Retrofitting SOC 2 or ISO 27001 onto a system that wasn’t built for it is engineering hell. So start the compliance work on day one if you know an audit is coming. That way it’s cheaper and you will save yourself a lot of headaches.
You need observability before you think you need it

When a customer reports that checkout is slow, you need to trace that request through a dozen services and find the delay in a sequential scan on a 50 mil row table. That’s what observability looks like in practice. Dashboards with green lights just aren’t it.
Datadog handles our metrics on most projects. For clients who are self-hosting, we use Grafana with Prometheus and OpenTelemetry for the distributed traces.
On one project, retrofitting tracing across 30 services took months. Adding it to each service as you build is an afternoon of work. The difference in effort is hard to argue with once you’ve lived through the retrofit.
It also changes how your team handles incidents.

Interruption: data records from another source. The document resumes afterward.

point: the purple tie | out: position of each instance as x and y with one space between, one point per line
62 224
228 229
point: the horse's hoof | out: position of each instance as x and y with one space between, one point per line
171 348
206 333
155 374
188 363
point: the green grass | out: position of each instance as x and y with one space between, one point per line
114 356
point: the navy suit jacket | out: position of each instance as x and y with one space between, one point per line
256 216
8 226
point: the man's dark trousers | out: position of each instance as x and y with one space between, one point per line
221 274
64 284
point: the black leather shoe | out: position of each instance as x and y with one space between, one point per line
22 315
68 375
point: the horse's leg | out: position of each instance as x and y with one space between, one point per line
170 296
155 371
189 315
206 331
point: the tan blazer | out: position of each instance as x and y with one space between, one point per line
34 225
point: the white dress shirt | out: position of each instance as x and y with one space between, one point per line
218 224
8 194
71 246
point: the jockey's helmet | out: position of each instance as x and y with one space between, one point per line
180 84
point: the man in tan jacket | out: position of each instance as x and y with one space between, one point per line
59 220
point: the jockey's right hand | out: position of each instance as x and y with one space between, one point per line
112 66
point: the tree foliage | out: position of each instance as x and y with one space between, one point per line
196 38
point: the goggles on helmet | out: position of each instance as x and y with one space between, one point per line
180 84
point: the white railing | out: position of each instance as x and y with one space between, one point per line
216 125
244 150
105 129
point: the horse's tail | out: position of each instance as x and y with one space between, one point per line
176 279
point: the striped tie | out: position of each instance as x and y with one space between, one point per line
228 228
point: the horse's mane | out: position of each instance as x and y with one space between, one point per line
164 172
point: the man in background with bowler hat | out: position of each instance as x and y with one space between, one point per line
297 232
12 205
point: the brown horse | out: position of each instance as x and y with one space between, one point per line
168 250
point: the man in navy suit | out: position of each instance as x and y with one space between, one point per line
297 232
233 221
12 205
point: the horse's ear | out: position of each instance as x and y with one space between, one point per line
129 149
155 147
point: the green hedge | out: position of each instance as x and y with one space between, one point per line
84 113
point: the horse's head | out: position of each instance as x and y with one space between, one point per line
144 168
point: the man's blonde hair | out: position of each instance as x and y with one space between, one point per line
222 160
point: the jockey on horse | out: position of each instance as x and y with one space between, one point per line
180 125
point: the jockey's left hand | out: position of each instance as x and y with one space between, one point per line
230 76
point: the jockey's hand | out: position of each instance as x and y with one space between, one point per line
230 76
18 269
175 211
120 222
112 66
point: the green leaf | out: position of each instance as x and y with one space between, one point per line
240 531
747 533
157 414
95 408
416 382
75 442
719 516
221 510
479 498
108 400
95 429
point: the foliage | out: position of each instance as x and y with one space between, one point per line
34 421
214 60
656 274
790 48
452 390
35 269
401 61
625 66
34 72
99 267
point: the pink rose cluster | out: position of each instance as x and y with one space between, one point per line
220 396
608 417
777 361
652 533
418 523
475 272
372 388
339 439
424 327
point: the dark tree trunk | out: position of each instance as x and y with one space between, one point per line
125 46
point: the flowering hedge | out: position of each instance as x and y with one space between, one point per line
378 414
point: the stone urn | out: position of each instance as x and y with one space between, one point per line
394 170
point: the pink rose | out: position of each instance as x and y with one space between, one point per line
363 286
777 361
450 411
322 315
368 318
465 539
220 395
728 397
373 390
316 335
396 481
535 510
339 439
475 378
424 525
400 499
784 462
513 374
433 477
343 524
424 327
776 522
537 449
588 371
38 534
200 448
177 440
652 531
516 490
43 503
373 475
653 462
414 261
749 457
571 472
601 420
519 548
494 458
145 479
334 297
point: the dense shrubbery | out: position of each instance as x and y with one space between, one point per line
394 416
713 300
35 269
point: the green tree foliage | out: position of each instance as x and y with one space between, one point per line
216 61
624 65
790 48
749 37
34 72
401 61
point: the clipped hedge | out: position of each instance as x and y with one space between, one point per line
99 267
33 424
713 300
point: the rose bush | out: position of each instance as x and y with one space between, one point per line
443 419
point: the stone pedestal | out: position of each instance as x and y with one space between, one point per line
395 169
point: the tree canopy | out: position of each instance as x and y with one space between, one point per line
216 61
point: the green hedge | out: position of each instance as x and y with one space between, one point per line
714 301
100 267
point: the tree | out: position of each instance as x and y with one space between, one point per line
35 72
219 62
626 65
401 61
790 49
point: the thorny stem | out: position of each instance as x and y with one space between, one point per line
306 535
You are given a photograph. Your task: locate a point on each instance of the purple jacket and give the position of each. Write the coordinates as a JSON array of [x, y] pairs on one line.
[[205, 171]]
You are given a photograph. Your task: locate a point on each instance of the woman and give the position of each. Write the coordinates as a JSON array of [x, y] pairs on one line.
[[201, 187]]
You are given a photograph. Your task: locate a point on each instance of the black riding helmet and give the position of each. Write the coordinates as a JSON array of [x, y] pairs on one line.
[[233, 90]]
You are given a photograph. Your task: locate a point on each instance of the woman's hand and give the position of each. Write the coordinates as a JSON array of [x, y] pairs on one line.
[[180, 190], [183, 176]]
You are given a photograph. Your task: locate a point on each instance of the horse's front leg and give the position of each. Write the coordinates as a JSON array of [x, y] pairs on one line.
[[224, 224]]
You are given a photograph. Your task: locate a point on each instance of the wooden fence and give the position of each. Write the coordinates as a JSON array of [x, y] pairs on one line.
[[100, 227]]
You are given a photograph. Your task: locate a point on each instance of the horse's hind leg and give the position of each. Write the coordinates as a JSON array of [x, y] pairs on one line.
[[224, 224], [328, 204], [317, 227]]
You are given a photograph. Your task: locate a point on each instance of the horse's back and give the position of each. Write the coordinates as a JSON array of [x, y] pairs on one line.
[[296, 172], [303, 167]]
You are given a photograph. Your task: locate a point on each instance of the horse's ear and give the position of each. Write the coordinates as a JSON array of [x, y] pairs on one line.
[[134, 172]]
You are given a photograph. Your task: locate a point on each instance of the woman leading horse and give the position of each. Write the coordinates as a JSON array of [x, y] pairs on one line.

You stop guessing which service is slow and restarting things until the problem goes away. You look at a trace instead.
There’s one additional rule we enforce: if the on-call team hasn’t acted on an alert in the past month, we straight up delete it. Noisy alerts train people to ignore the real ones.
Start with the boring stuff
Go pull up your cloud console and count how many of your roles have AdministratorAccess. Then check if your dev environments are still running on production sized instances.
Look at where your last terraform apply came from. If it ran from someone’s laptop, that’s worth fixing before you do anything else.
If any of those answers bother you, that’s where you start. The things that actually matter at scale are seldom architecturally interesting. But they’re also the things that silently compound to the point of breaking you when you skip them.